1.https://blog.csdn.net/fxsdbt520/article/details/53893421?utm_source=itdadao&utm_medium=referral
2.https://blog.csdn.net/u014231523/article/details/52816218
下面就是我本人遇到的坑:
通过博客一将基本的项目搭建好了,但是运行就会报下面的错
Exception in thread "main" org.apache.hadoop.hbase.DoNotRetryIOException: java.lang.IllegalAccessError: tried to access method com.google.common.base.Stopwatch.<init>()V from class org.apache.hadoop.hbase.zookeeper.MetaTableLocator
at org.apache.hadoop.hbase.client.RpcRetryingCaller.translateException(RpcRetryingCaller.java:229)
at org.apache.hadoop.hbase.client.RpcRetryingCaller.callWithoutRetries(RpcRetryingCaller.java:202)
at org.apache.hadoop.hbase.client.ClientScanner.call(ClientScanner.java:320)

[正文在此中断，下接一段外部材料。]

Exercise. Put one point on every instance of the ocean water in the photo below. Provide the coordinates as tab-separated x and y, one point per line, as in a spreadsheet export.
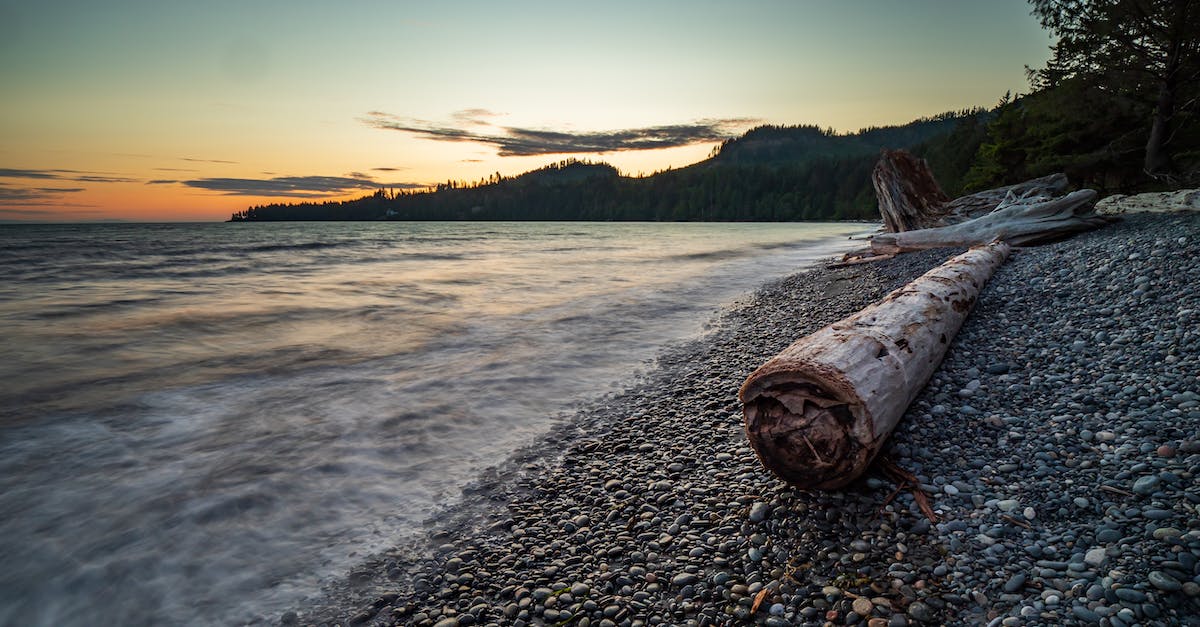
203	423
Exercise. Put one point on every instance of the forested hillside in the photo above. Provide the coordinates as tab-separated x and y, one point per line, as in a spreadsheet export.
1115	108
772	173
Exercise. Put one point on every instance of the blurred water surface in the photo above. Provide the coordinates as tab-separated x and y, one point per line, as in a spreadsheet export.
201	423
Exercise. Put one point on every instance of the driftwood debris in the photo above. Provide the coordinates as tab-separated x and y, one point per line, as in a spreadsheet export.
819	412
918	215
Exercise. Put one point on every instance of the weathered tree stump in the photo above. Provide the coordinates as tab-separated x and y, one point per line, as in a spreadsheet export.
917	215
910	198
819	412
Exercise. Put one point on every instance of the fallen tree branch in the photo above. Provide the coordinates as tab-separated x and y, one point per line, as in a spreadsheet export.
819	412
918	216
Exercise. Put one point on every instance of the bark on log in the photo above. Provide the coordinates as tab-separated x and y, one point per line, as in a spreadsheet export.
1019	221
910	197
819	412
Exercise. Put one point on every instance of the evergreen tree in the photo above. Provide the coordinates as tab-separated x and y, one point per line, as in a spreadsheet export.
1146	52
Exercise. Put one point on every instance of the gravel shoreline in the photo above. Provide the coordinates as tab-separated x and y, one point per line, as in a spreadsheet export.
1060	441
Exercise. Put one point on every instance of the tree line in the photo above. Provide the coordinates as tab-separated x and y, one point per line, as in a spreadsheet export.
1115	108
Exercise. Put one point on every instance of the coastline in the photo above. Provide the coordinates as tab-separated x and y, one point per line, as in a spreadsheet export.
649	506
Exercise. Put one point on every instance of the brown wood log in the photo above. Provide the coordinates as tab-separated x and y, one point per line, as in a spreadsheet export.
910	198
976	204
819	412
1032	219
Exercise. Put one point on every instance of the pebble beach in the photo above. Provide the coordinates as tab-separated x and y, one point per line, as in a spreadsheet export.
1059	443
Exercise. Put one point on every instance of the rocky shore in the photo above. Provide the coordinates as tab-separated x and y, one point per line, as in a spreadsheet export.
1060	443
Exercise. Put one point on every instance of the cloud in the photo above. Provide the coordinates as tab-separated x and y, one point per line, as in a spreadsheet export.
474	117
33	196
63	174
207	160
294	186
11	173
513	141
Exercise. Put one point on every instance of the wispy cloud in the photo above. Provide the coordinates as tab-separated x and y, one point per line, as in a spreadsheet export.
27	196
193	160
48	215
63	174
294	186
473	125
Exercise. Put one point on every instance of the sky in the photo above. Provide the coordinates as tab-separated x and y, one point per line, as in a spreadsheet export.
168	111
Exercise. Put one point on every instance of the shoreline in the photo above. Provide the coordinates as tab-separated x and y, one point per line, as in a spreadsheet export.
648	505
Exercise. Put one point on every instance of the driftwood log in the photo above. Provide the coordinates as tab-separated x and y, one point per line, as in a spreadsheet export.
819	412
918	215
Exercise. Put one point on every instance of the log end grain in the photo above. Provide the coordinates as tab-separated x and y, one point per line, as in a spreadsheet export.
807	435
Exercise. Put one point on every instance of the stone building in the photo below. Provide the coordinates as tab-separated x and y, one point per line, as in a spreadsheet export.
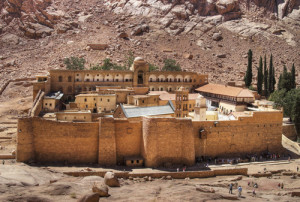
96	103
181	102
227	98
140	134
73	82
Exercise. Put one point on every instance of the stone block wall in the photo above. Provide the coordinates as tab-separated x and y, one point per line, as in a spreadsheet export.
52	141
158	140
167	140
247	135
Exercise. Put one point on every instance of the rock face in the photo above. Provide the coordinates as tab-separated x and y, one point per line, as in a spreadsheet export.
102	190
36	18
111	180
90	197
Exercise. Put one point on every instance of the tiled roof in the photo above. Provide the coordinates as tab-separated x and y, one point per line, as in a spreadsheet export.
166	96
148	111
225	90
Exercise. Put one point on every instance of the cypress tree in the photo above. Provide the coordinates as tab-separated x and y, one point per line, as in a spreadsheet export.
273	79
248	76
293	80
260	77
270	79
265	76
279	85
296	113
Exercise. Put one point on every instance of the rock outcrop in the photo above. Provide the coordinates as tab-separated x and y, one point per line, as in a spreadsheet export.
36	18
111	180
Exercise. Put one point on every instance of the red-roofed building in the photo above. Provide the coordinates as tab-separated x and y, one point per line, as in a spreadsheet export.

at org.apache.hadoop.hbase.client.ClientScanner.nextScanner(ClientScanner.java:295)
at org.apache.hadoop.hbase.client.ClientScanner.initializeScannerInConstruction(ClientScanner.java:160)
at org.apache.hadoop.hbase.client.ClientScanner.<init>(ClientScanner.java:155)
at org.apache.hadoop.hbase.client.HTable.getScanner(HTable.java:821)
at org.apache.hadoop.hbase.client.MetaScanner.metaScan(MetaScanner.java:193)
at org.apache.hadoop.hbase.client.MetaScanner.metaScan(MetaScanner.java:89)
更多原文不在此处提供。